In deciding to lower its growth expectation for the Philippine economy Fitch Solutions may have been influenced by the economy’s comparatively poor performance in the first quarter of 2019, when it grew by 5.6 percent. The economy’s first-quarter 2019 performance was its worst since the first quarter of 2015, when it posted 5.1 percent growth. It grew by 6.2 percent last year.
Is Fitch Solutions’ a solitary voice, or will its less optimistic view of this country’s near-term economic prospects resonate with the other international credit-rating agencies—Standard & Poor’s and Moody’s Investor Services—and other institutional observers of the Philippine economic scene? That depends on whether they agree with Fitch Solutions’ justification for a lower 2019 Philippine growth prospects.
This is how Fitch Solutions justified its less sanguine view of the Philippine economy’s 2019 growth prospects: “Trade tensions and a general softening of external demand will continue to (be a) drag on headline growth … (N)et exports and weaker investment aside from government spending weighed on the headline-growth figure as trade tensions and the delay in passing the 2019 (B)udget weakened momentum.” “(We expect) a gradual recovery from the first-quarter 2019 dip. Government consumption will pick up and monetary policy will once again become more accommodative to support growth over the coming quarters.”
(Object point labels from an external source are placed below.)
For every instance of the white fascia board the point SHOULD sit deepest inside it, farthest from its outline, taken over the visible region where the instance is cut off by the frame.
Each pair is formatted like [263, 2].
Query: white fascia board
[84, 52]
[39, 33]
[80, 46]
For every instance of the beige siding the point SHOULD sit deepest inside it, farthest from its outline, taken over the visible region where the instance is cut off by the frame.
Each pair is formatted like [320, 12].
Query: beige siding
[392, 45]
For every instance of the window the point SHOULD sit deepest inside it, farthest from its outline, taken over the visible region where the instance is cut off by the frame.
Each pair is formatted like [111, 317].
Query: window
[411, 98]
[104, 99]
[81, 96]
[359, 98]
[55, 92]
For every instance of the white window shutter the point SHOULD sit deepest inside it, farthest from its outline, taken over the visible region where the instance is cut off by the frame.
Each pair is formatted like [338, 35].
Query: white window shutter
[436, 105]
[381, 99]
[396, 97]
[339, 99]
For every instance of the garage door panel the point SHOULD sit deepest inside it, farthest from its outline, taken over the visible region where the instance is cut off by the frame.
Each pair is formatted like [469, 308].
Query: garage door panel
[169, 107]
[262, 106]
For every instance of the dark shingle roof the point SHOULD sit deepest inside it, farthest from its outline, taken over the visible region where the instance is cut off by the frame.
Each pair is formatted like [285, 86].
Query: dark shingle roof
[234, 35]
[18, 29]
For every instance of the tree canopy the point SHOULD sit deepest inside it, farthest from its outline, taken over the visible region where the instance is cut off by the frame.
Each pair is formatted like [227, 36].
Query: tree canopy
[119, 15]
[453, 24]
Will S&P, Moody’s and the institutional evaluators of this country’s near-economic prospects agree that the “external headwinds”—trade tensions and a general softening of external demand—all be a drag on Philippine headline growth during most of the remainder of 2019? Will they believe, likewise, that net exports and non-government spending will be so weak as to weigh on the headline-growth figure? Finally, will they subscribe to Fitch Solutions’ view that as 2019 progresses government consumption will pick up and monetary policy will stay on a course that lately has been accommodative of growth?
It’s possible that S&P, Moody’s and the other institutional evaluators of the Philippine economy will concur with Fitch Solutions’ judgment regarding its 2019 prospects, but it’s also possible that they will have a different—more optimistic or less pessimistic—perspective on this country’s likely economic experience this year.
If their judgments will be more sanguine than Fitch Solutions’ judgment, we will see 2019 Philippine GDP projections of 6 percent and above. If they will not be, the Filipino people may well see their country’s economy grow anew by less than 6 percent.
Such a break from the trend of recent years would truly be sad.